また設立60年を迎えたオーストラリア・バレエ芸術監督のデヴィッド・ホールバーグは「ワールド・バレエ・デーはオーストラリア・バレエのスタジオの扉を開けて、ダンサーたちが日常的に行っている秘密の作業を分かち合う瞬間です。ショーの前には、何時間ものリハーサルがあり、ワールド・バレエ・ デーは、目の前で表現されるバレエの美しさを最も間近で見るチャンスです」と話している。
英国ロイヤル・バレエとオーストラリア・バレエのライブ中継はFacebookとYouTubeで行われ、TikTokでも特別コンテンツが配信される。上記のスケジュールは変更する可能性もある。そのほかの参加カンパニーと配信スケジュールは今後ワールド・バレエ・デーの公式サイトでアップデートされる。

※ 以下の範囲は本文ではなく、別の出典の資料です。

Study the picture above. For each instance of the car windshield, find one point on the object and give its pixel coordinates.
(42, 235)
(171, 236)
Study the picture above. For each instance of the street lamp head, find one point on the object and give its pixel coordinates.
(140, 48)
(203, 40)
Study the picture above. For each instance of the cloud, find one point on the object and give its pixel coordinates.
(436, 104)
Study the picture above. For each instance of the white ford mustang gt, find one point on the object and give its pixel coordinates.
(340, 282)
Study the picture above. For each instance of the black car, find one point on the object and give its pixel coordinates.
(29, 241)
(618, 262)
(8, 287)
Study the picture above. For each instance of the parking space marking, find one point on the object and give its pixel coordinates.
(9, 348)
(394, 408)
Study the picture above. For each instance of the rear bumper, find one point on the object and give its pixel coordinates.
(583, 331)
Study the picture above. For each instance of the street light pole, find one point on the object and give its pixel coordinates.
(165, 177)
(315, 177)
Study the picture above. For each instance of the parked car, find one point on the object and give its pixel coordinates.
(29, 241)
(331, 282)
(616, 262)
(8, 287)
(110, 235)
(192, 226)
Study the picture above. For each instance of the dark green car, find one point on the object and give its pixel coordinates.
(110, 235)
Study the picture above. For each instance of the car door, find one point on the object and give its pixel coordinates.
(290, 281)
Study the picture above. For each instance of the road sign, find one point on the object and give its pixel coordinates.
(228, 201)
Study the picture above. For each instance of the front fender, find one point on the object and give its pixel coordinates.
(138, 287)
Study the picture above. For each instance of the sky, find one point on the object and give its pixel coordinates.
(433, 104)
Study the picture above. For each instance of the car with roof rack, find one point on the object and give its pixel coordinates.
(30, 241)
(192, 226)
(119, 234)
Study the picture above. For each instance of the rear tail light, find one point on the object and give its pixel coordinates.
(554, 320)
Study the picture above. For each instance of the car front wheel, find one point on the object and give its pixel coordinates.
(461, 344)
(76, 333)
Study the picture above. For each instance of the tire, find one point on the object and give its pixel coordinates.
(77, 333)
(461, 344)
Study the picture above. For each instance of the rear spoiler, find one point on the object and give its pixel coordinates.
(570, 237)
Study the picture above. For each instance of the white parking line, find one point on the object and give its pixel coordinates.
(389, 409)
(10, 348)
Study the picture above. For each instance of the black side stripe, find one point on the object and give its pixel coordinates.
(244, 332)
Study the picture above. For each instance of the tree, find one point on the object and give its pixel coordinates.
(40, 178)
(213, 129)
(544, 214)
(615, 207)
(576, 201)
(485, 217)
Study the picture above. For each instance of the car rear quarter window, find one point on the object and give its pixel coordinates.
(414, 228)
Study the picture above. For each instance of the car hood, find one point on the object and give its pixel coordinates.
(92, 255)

一般視聴者からも老若男女問わず、『眠れる森の美女』に関連したダンスをSNSに投稿し共有する企画も受付中だ。英国ロイヤル・バレエ プリンシパルのアナ・ローズ・オサリヴァンのサンプルTikTokも公開中。
バレエ経験の有無は不問、また振付はアレンジ可能。投稿の際は「#WorldBalletDay」を付けること。